Violencia institucional
El confinamiento de los campos de refugiados ha aumentado la violencia de la institucionalidad europea y sus políticas migratorias, sólo que con una aparente buena excusa: el virus. La pandemia ha servido como pretexto para dificultar aún más los ya laberínticos procesos legales de asilo. Según declara uno de los coordinadores de la organización Mobile Info Team, que trabaja para dar asistencia a nivel legal en los procesos de asilo, la demanda de información sobre citas, restricciones y multas, a la oficina aumentó exponencialmente durante los últimos meses.
“A mi madre y a mis hermanos ya les han aceptado el asilo, pero a mí me cancelaron la cita debido a la pandemia y ¡me la han pospuesto un año!”, denuncia Rajab. Los planes de la familia quedan, por tanto, divididos y a Rajab no le quedará más remedio que intentar llegar a Alemania para reunirse con su familia por vías irregulares. Esta no es la única familia a la que le sucede algo parecido. Adam y Roy, dos hermanos que migraron solos siendo menores desde Siria, siguen procesos legales distintos. Roy ya tiene su pasaporte, pero Adam sigue esperando a la próxima cita.
Por si fuera poco, a aquellos aceptados como demandantes de asilo se les retira el mísero sueldo mensual de 150€ al mes, por lo que la familia entera depende del sueldo de uno sólo de sus miembros, en caso de que sea mayor de edad. Con respecto al dinero, la imposibilidad de salir del campo también ha dificultado el acceso al banco, que debe ser debidamente justificado. Testimonios denuncian que no han podido cobrar su sueldo durante los meses de pandemia debido a la imposibilidad de acceder al banco más cercano. Esto deja a familias enteras en umbrales de precariedad muy elevados, pero sobretodo acaba con la dignidad de tener algo de dinero para poder gestionar tus recursos sin depender de la comida congelada que Europa proporciona. Además, los negocios surgidos dentro de los campos —panaderías, peluquerías o pequeños colmados— están siendo también perseguidos y criminalizados.

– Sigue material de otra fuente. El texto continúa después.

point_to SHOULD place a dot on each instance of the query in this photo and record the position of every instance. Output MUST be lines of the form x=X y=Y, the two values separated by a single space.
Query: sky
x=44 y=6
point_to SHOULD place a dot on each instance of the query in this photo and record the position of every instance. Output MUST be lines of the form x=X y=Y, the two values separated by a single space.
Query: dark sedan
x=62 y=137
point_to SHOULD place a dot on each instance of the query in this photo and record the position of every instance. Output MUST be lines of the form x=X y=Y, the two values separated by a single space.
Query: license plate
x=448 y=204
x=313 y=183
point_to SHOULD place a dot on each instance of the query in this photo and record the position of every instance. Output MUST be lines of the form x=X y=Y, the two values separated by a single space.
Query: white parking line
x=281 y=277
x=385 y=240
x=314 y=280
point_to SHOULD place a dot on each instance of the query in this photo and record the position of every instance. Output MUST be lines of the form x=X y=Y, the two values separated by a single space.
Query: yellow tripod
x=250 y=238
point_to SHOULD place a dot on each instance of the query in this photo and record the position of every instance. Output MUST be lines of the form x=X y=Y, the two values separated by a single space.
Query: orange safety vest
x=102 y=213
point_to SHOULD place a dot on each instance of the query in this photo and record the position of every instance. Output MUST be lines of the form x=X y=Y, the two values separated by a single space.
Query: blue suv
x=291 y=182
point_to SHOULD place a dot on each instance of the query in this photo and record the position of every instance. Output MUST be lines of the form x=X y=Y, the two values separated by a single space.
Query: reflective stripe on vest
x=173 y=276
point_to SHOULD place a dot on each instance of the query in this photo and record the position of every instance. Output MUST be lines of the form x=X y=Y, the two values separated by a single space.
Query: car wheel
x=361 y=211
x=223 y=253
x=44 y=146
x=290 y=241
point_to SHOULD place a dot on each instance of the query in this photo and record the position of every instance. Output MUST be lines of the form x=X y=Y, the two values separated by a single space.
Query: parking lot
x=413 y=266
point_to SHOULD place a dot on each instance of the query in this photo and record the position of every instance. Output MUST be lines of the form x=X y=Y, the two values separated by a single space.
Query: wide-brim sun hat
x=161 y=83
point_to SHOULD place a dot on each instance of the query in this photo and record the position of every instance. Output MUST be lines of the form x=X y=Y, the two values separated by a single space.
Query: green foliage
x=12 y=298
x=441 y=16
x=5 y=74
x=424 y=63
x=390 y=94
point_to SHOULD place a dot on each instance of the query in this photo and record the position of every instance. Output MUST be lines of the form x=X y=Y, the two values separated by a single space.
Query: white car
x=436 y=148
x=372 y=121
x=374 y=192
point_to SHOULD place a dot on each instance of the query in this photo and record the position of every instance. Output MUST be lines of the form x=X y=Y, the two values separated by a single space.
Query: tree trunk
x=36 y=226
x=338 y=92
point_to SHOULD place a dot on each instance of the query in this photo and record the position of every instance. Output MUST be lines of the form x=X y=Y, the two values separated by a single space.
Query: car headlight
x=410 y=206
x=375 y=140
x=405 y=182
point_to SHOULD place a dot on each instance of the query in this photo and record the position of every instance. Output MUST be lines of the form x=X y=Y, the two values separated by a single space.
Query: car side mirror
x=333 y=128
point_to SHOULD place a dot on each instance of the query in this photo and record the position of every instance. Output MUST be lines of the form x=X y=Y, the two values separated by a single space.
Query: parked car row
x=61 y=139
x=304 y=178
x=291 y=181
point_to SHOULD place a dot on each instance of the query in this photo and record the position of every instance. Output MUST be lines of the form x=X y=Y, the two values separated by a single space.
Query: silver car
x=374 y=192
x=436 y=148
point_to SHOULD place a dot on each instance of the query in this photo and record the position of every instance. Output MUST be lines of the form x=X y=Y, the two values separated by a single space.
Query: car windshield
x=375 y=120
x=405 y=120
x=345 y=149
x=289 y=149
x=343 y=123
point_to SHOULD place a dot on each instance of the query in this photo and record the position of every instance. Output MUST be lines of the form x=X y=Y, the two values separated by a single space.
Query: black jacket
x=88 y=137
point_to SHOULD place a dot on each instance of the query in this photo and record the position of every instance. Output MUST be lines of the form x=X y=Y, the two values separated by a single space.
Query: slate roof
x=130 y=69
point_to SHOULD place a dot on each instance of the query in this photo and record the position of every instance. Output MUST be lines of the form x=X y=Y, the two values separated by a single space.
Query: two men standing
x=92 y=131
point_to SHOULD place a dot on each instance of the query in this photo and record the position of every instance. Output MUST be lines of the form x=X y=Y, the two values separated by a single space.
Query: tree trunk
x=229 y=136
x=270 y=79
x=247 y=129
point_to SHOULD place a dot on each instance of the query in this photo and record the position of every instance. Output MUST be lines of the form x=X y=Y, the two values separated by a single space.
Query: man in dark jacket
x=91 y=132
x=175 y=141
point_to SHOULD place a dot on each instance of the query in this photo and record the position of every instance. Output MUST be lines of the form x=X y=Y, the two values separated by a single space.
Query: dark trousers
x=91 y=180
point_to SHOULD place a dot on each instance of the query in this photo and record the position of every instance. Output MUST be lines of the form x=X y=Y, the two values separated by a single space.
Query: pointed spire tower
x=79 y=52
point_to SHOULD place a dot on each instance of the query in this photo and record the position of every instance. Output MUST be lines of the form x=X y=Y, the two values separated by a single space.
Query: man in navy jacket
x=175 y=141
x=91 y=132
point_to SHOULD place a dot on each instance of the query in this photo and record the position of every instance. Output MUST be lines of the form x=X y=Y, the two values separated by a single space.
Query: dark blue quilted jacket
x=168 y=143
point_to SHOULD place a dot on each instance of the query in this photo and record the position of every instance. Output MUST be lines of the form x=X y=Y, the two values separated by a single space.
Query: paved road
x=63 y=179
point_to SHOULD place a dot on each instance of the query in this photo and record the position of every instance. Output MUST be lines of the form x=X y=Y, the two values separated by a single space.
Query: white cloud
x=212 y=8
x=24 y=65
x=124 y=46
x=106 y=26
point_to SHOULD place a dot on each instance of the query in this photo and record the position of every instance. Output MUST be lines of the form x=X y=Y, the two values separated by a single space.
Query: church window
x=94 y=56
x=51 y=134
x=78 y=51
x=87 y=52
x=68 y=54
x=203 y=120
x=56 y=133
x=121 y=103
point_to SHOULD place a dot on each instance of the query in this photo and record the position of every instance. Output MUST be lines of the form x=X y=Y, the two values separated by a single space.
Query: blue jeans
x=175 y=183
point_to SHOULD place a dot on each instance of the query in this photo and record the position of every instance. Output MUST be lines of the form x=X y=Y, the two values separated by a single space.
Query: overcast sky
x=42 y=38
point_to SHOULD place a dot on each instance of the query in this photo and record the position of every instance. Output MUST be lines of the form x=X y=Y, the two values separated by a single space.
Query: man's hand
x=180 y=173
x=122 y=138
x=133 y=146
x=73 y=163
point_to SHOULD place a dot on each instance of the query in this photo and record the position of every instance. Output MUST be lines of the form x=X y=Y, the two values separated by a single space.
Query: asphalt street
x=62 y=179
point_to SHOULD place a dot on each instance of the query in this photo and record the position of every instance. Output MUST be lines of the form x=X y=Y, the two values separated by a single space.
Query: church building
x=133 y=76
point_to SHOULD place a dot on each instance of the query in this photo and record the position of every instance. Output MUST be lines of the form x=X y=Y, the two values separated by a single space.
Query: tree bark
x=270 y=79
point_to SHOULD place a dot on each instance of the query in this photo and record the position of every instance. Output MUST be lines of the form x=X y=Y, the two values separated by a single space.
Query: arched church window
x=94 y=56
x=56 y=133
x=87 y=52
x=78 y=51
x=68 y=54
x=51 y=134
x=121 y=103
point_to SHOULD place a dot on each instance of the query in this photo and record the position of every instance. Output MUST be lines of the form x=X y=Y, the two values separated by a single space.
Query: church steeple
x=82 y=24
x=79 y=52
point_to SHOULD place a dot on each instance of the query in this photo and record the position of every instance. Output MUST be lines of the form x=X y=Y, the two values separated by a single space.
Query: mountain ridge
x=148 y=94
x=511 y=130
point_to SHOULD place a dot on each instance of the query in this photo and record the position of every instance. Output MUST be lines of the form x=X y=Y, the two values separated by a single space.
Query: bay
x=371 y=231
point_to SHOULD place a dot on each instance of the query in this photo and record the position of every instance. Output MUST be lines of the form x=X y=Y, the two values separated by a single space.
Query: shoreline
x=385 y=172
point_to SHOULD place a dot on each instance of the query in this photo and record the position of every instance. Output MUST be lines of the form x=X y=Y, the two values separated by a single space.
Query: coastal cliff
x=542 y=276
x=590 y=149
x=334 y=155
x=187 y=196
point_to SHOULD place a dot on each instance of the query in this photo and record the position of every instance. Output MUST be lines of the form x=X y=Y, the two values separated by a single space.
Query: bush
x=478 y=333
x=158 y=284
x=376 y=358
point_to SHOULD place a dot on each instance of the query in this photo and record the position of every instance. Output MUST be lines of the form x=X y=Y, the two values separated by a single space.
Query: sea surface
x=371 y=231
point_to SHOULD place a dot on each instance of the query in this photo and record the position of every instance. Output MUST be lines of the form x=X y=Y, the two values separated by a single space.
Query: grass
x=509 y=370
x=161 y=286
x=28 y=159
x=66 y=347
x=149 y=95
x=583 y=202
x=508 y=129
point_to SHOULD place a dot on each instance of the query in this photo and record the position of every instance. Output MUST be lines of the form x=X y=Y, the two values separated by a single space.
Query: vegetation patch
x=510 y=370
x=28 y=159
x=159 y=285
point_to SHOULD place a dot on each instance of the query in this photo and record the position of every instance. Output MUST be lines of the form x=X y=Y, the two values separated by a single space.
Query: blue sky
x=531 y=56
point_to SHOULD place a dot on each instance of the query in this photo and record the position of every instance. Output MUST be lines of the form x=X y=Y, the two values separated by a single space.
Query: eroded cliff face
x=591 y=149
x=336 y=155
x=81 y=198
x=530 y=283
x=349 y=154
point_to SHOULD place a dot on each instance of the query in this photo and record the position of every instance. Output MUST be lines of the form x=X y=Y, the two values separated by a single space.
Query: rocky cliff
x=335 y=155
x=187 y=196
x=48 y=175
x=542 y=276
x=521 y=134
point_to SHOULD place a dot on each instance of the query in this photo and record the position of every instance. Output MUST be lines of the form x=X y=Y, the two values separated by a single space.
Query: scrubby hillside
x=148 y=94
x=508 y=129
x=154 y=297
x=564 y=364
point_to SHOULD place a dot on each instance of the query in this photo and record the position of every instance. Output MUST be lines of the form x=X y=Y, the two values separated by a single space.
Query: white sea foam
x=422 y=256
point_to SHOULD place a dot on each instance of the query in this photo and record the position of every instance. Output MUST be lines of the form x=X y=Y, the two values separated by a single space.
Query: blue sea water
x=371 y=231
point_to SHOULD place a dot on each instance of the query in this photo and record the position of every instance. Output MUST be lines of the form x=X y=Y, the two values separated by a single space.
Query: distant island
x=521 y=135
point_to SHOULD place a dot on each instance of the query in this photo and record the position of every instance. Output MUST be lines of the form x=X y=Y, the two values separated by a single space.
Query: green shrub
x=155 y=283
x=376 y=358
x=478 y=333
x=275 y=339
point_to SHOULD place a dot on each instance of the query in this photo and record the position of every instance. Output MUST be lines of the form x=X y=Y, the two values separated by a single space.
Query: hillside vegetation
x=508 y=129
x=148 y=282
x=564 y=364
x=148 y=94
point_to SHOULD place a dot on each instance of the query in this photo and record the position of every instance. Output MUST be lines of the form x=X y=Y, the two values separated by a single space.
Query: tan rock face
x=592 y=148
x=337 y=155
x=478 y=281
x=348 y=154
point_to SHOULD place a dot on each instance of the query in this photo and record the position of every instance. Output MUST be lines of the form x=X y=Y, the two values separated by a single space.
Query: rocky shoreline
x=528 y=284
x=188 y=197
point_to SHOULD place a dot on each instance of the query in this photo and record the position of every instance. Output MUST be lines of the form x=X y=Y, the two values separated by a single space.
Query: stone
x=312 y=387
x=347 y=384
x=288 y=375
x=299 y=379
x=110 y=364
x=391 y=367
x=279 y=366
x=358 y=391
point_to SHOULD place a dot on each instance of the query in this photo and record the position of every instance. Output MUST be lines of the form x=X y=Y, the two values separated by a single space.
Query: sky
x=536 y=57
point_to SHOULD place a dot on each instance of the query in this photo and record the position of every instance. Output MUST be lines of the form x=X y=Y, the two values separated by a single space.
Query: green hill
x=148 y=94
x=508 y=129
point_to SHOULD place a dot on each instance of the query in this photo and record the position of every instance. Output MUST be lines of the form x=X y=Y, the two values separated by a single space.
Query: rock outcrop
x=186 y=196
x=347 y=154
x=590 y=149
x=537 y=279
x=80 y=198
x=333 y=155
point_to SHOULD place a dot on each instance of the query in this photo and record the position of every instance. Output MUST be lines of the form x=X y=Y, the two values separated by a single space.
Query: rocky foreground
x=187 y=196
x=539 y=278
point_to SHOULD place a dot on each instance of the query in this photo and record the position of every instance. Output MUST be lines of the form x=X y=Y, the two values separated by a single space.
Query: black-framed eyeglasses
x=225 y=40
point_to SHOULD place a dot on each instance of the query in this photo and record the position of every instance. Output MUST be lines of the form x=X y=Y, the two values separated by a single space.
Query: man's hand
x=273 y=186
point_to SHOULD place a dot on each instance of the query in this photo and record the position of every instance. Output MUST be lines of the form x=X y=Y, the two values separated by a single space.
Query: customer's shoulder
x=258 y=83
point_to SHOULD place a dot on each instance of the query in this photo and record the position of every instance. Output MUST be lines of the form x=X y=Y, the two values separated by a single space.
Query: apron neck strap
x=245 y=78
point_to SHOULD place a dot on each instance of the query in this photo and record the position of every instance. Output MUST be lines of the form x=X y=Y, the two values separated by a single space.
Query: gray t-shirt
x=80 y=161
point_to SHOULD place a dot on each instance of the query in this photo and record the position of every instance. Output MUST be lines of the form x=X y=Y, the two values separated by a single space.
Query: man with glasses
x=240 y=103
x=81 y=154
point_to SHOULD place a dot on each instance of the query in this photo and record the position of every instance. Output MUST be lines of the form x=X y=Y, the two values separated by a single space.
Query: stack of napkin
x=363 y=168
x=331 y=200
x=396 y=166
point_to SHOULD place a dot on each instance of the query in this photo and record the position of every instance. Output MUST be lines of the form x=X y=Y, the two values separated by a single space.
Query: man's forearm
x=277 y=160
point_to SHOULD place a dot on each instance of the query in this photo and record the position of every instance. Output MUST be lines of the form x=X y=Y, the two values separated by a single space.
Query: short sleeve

La violencia institucional de la Europa de fronteras ya estaba presente, pero este virus ha justificado e invisibilizado la represión en aquellos espacios de exclusión; las fronteras y los campos de refugiados. Espacios que no son ni de un lado ni de otro, ni oriente ni occidente. Simplemente están allí, presentes en el imaginario popular, que se está acostumbrando a la existencia de estos espacios de incertidumbre, pero impalpables para la mayoría,debido a su cada vez mayor aislamiento. El cierre de los campos ha atentando contra la dignidad y múltiples derechos esenciales de las personas en tránsito pero, sobretodo, ha justificado el aislamiento e inaccesibilidad a ellos, potenciando la deshumanización de quienes allí viven.